Building an interstate natural gas pipeline is a carefully studied, reviewed, regulated and monitored process. Numerous federal and state agencies require the Pacific Connector Gas Pipeline to comply with policies and guidelines to protect the environment affected by the pipeline’s construction and operation.
In addition to complying with the safety requirements of the U.S. Department of Transportation, Pacific Connector will construct and reclaim all disturbed areas in accordance with the Federal Energy Regulatory Commission’s (FERC’s) Wetland and Waterbody Procedures and FERC’s Upland Erosion Control, Revegetation and Maintenance Plan. Many other regulators, including the U.S. Army Corps of Engineers, the Oregon Department of Environmental Quality, and the Oregon Department of Land Conservation and Development, will review the pipeline’s environmental plans and procedures and work closely with Pacific Connector to ensure fish, wildlife and other environmental priorities are protected.
Pacific Connector crosses a number of fish-bearing streams and areas which may be problematic for conventional pipeline construction. To potentially avoid impacts to these sensitive areas, the HDD construction methodology is being reviewed for feasibility.
The use of the HDD methodology at these locations will be determined in consultation with a number of federal and state agencies including the U.S. Army Corps of Engineers, National Marine Fisheries Service, U.S. Fish and Wildlife Service, Oregon Department of Ecology, Oregon Department of Fish and Wildlife and Oregon Department of Natural Resources.
The HDD construction method can be used to install pipelines beneath areas where conventional open trench or other construction techniques may cause undesirable surface disturbance.
The HDD method tunnels beneath surface obstacles and then pulls the pipeline back through the underground tunnel, leaving the surface undisturbed.
The tunnels are typically drilled to depths ranging from 25 to 100 feet below surface obstacles, depending upon the location, pipe characteristics and subsurface conditions.
The HDD installation involves four main steps:
Extensive pre-site planning is required to determine if the HDD method is technically and geologically feasible. A topographic survey is performed along the proposed drill site to ensure adequate surface area is available to conduct the drilling process. In addition, a geotechnical investigation is conducted at each drill site to determine the subsurface conditions. Using the data from the geotechnical investigation and topographic survey, a specific drill path is determined.
Drilling the Pilot Hole
Once the entry location, exit location and trajectory have been determined, the next step is the drilling of a pilot hole. The drill rig is set up at the entry location.
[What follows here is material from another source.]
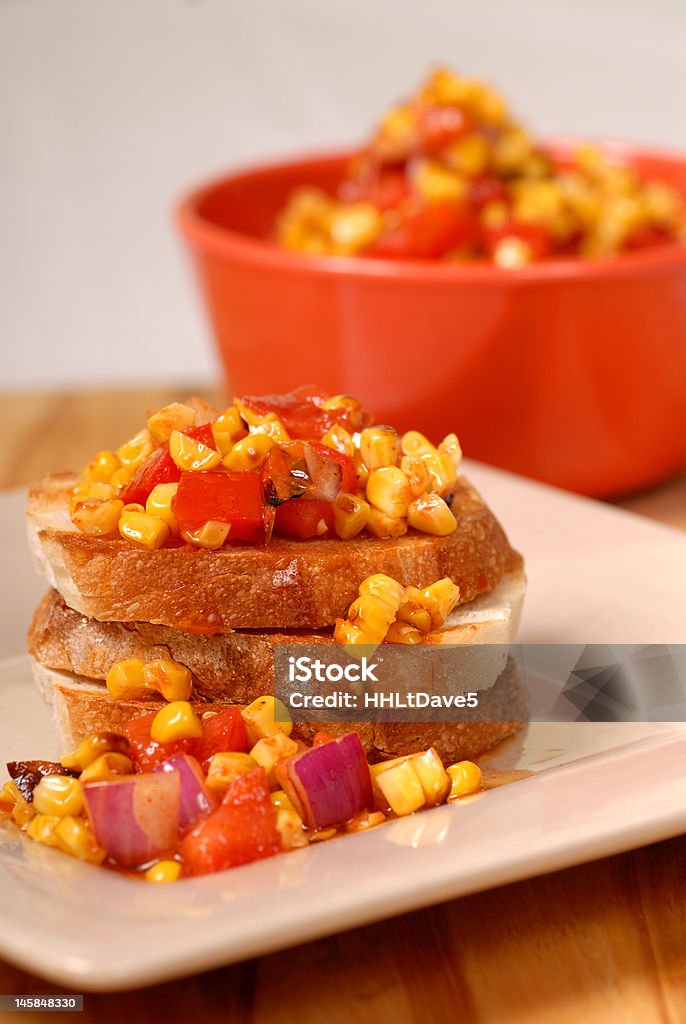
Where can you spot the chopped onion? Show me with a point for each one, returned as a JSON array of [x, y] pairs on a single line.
[[135, 817], [195, 800], [330, 783]]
When the drill rig is in place, drilling of a pilot hole begins. At all stages along the drilling path, the operator receives information regarding the position, depth and orientation of the drilling tool, allowing navigation of the drill head along the designed drill path to the exit point.
Hole Opening Process
Upon completion of the pilot hole, the hole opening or reaming process begins. This process consists of progressively enlarging the pilot hole to a diameter that will allow successful pullback of the prefabricated pipe string.
Pipe String Pullback
A pipe string consists of short sections (approximately 40 feet) of steel pipe that are welded together to form a continuous string of pipe for insertion into the drilled hole. The pipe string is slightly longer than the length of the drilled hole. The pipe string is coated with a layer of corrosion- and abrasion-resistant coatings and is hydrostatically pressure tested to insure its integrity. The pipe string is then placed on rollers and cradles to assist with movement during pullback. Next, the pipe string is pulled over the rollers and down into the drilled hole. The pullback continues until the entire length of the pipe string has been pulled into the drilled hole.
Environmental and Safety Measures
Pacific Connector will employ specialists at each HDD installation with a proven record of successful completion for projects of similar length and complexity. One inspector is assigned full-time to each of the HDD sites and will assist in monitoring the progress of the drill. Excess drilling fluids (non-toxic bentonite clay and water) and cuttings produced by the HDDs will be disposed of at an approved disposal site. Water, to mix the drilling fluids and complete the pipe string hydrotests, will be brought in from off site and stored in tanks at the entry and exit locations.